Gabriel Lambert/Chapitre XII

Meline (p. 151-167).

XII

Confession.


« Huit jours s’écoulèrent sans que j’eusse aucune nouvelle de Gabriel ; enfin, le matin du huitième jour amena une lettre de lui.

« Il était arrivé à Paris, avait été installé, disait-il, chez son banquier, et demeurait, en attendant, dans un petit hôtel de la rue des Vieux-Augustins.

« Puis, venait une description de Paris, de l’effet que la capitale avait produit sur lui.

« Il était ivre de joie.

« Un post-scriptum m’annonçait que dans trois mois je partagerais son bonheur.

« Au lieu de me tranquilliser, cette lettre m’attrista profondément ; et cela sans que je pusse comprendre pourquoi.

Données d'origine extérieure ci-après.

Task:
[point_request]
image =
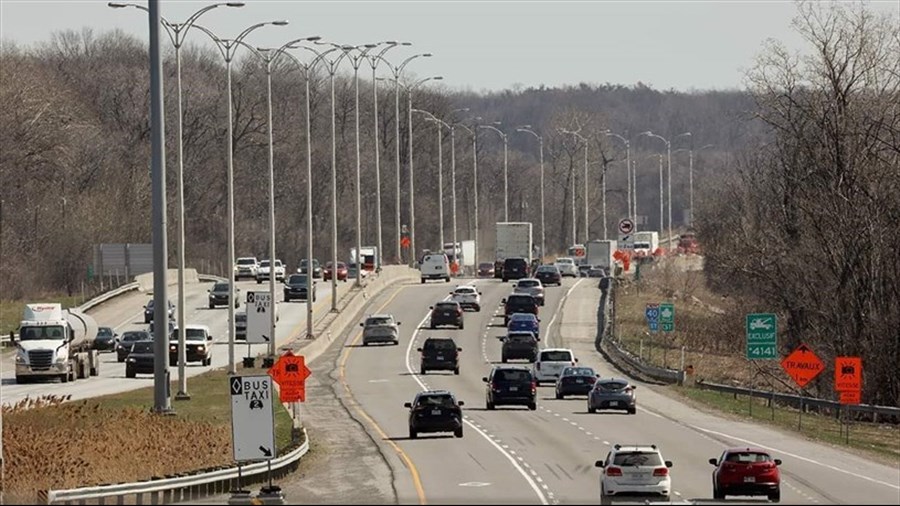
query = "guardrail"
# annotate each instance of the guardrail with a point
(179, 488)
(803, 402)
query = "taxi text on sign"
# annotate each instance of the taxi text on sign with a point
(802, 365)
(290, 372)
(252, 418)
(847, 373)
(851, 397)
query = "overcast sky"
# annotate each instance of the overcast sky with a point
(483, 45)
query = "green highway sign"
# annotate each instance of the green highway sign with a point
(762, 336)
(667, 316)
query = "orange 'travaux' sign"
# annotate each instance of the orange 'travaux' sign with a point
(802, 365)
(847, 373)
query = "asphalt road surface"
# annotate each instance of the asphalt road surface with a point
(125, 312)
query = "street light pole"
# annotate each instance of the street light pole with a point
(527, 128)
(505, 166)
(227, 48)
(176, 33)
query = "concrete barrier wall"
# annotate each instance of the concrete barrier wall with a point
(145, 281)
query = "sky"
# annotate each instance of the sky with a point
(481, 45)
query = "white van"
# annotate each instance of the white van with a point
(435, 266)
(551, 362)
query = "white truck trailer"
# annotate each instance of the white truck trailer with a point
(56, 343)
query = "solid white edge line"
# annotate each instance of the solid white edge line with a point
(805, 459)
(531, 482)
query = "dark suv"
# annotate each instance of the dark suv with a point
(439, 354)
(510, 384)
(514, 268)
(518, 345)
(518, 303)
(435, 411)
(447, 313)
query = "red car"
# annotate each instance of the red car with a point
(341, 272)
(746, 471)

« Je sentais qu’un malheur planait au-dessus de ma tête et était prêt à s’abattre sur moi.

« Je lui répondis cependant comme si j’étais joyeuse de sa joie ; j’avais l’air de croire à cet avenir qu’il me promettait, et qu’une voix intérieure me criait n’être point fait pour moi.

« Quinze jours après, je reçus une seconde lettre. Celle-là me trouva dans les larmes.

« Hélas ! si Gabriel ne tenait pas sa promesse envers moi, j’étais une fille déshonorée. Dans huit mois j’allais être mère.

« Je balançai quelque temps pour savoir si j’annoncerais cette nouvelle à Gabriel.

« Mais je n’avais que lui au monde à qui je pusse me confier. D’ailleurs il était de moitié dans ma faute, et si quelqu’un me soutenait il était juste que ce fût lui.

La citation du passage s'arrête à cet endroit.